Medical staff at the hospital reached out to Ray McGibbon, a snake expert and catcher, to identify the species. McGibbon informed the staff that the serpent was actually a venomous broad-headed snake, a species that looks similar to the nonvenomous diamond python. 

“They did find traces of venom in the hiker’s system,” McGibbon wrote on the Facebook page for his business, Southern Highlands Snake Catcher. “After [six hours, they] sent [him] home to recover. During that time I collected the snake from his residence, got the location to where they found the snake & returned it back to its habitat Saturday morning.”
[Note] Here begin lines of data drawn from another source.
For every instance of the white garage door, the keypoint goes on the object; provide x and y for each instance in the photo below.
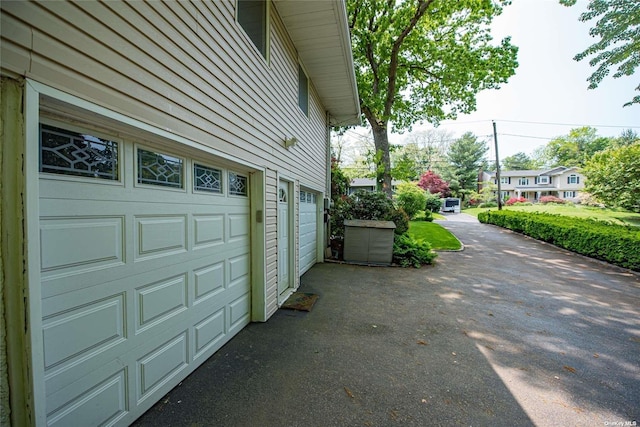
(308, 230)
(145, 271)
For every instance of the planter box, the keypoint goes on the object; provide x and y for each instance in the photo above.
(368, 241)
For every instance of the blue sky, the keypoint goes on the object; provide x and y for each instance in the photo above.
(549, 86)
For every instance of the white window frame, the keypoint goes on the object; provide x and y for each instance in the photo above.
(542, 180)
(303, 90)
(264, 50)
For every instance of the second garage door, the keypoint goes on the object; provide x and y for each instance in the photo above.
(145, 266)
(308, 230)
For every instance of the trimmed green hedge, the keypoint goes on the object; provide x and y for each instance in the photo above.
(617, 244)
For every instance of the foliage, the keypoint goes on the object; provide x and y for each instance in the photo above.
(339, 181)
(519, 161)
(551, 199)
(410, 197)
(433, 203)
(618, 30)
(409, 252)
(423, 60)
(428, 148)
(406, 168)
(575, 148)
(514, 200)
(613, 216)
(485, 205)
(616, 244)
(433, 183)
(467, 156)
(371, 205)
(613, 176)
(400, 219)
(339, 213)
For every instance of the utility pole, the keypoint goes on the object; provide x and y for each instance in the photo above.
(495, 140)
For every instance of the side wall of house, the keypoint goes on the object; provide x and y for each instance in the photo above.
(185, 67)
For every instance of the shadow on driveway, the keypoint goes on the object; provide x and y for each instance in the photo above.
(509, 331)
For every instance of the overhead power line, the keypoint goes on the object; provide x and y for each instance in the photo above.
(570, 124)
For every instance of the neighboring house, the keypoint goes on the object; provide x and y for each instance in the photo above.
(367, 184)
(565, 183)
(164, 167)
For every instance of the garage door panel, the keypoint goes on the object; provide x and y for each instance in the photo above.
(80, 244)
(67, 338)
(157, 236)
(209, 333)
(239, 310)
(208, 230)
(209, 281)
(101, 403)
(161, 365)
(157, 302)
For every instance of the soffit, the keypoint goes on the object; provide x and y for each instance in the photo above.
(320, 33)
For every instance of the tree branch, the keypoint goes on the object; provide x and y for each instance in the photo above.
(423, 6)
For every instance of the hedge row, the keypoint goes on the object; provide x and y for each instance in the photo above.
(617, 244)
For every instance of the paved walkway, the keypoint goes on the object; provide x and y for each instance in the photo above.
(508, 332)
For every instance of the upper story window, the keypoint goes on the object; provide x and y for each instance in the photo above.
(303, 91)
(542, 180)
(252, 16)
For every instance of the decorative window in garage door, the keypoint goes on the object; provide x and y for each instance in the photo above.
(159, 169)
(72, 153)
(207, 179)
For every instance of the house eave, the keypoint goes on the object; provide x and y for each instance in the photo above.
(320, 32)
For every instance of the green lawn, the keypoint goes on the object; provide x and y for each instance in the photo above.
(439, 237)
(610, 215)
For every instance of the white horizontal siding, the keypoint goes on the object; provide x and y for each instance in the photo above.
(186, 67)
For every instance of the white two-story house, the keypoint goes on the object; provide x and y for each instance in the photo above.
(562, 182)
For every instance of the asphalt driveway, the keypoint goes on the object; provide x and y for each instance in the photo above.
(509, 331)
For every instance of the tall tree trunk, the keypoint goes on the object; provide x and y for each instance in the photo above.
(383, 170)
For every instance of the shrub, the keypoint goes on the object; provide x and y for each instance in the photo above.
(617, 244)
(551, 199)
(370, 205)
(488, 205)
(409, 252)
(400, 219)
(411, 198)
(366, 205)
(514, 200)
(433, 203)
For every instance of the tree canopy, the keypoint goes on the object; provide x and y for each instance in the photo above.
(466, 157)
(613, 177)
(618, 30)
(419, 60)
(575, 148)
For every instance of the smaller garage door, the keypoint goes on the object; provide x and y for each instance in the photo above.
(308, 230)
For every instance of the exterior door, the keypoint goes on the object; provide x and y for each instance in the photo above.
(284, 238)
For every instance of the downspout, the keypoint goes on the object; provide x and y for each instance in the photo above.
(325, 206)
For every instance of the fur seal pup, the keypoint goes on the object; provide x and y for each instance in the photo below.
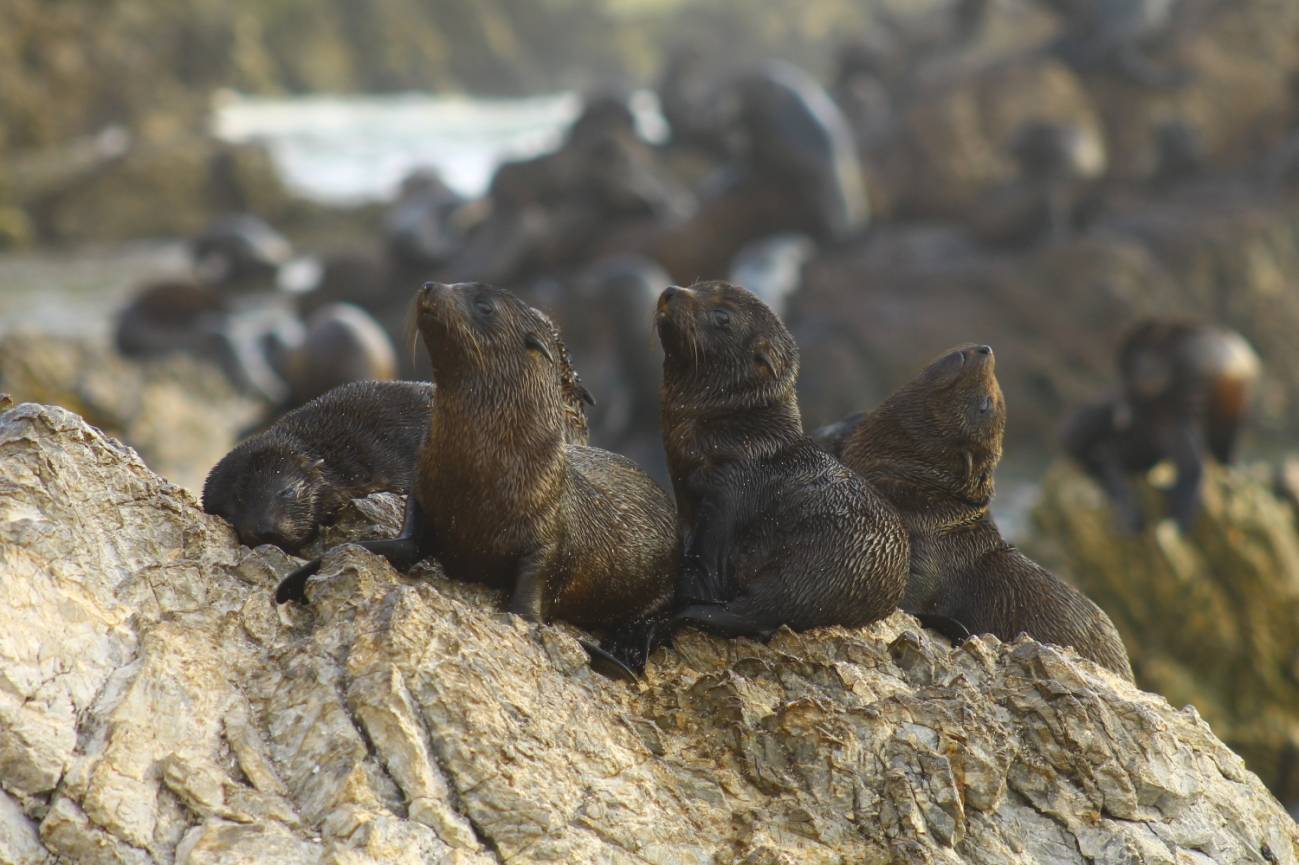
(279, 486)
(1185, 391)
(774, 530)
(500, 494)
(930, 448)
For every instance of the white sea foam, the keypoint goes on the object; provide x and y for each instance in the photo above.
(347, 150)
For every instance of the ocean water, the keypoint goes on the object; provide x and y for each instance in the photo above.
(350, 150)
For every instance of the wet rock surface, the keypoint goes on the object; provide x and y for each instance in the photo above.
(157, 708)
(1208, 618)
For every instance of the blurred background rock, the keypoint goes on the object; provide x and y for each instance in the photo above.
(1037, 174)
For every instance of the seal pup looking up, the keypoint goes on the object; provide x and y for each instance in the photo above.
(279, 486)
(502, 496)
(774, 530)
(932, 448)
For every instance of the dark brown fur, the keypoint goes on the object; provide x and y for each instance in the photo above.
(932, 448)
(776, 531)
(569, 531)
(1185, 391)
(279, 486)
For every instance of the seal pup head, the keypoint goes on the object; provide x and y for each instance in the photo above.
(963, 398)
(722, 344)
(270, 492)
(489, 340)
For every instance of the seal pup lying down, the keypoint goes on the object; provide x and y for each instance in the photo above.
(502, 494)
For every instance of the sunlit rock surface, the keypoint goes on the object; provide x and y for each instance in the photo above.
(179, 413)
(1211, 618)
(157, 708)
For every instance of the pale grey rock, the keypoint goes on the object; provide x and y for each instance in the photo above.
(166, 712)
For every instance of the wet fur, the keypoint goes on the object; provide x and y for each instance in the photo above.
(932, 450)
(350, 442)
(776, 531)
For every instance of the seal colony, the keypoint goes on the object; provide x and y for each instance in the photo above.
(769, 529)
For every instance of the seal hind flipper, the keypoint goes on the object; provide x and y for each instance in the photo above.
(631, 644)
(724, 621)
(945, 625)
(611, 665)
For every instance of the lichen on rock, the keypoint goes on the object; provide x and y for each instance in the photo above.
(159, 708)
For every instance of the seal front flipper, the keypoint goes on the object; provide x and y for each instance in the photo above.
(608, 665)
(402, 552)
(529, 595)
(631, 644)
(706, 576)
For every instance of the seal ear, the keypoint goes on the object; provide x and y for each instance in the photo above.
(534, 343)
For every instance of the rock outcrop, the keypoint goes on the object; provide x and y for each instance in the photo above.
(157, 708)
(1208, 618)
(182, 414)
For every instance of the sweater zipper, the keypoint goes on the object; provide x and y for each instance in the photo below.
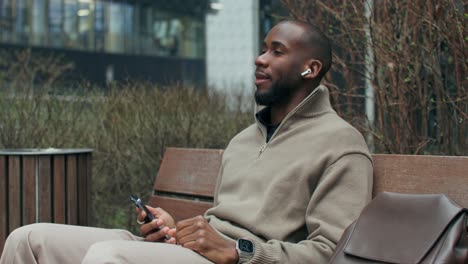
(262, 149)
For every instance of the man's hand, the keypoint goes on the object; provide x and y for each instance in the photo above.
(164, 221)
(196, 234)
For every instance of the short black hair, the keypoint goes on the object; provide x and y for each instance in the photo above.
(319, 42)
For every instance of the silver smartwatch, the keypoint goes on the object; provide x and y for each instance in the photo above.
(245, 249)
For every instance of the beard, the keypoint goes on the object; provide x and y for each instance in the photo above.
(280, 92)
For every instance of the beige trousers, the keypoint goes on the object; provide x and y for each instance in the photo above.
(53, 243)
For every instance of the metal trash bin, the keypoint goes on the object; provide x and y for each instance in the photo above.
(43, 185)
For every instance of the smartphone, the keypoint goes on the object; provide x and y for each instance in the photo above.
(149, 216)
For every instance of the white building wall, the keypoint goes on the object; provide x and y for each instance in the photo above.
(232, 46)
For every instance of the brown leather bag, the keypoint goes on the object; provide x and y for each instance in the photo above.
(406, 228)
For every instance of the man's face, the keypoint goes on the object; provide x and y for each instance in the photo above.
(279, 66)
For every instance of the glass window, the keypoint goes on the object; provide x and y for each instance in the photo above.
(128, 27)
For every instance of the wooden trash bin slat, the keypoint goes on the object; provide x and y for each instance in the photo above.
(43, 185)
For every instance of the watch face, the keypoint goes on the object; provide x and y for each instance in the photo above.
(245, 245)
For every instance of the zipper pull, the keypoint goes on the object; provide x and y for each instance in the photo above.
(262, 149)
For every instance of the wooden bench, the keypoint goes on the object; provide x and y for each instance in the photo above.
(186, 179)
After hiking back in to return the snake to its original location, McGibbon realized how lucky the hiker was to make it all the way back before reacting to the venom. Broad-headed snakes inject neurotoxins into the bloodstream when they bite, which can lead to incapacitation and even death. 

broad-headed snake
The venomous broad-headed snake is limited in its range to a small area around Sydney, Australia. Alan / Wikimedia Commons
diamond python in leaves
The diamond python is not venomous, but it will constrict its prey to death. Quartl / Wikimedia Commons

Broad-headed snakes are only found in a roughly 150-mile radius around Sydney in New South Wales. They are considered endangered. Diamond pythons, on the other hand, remain at a stable population, and they can also found in the coastal areas near Sydney. Like all other pythons, these nonvenomous snakes use constriction to kill their prey.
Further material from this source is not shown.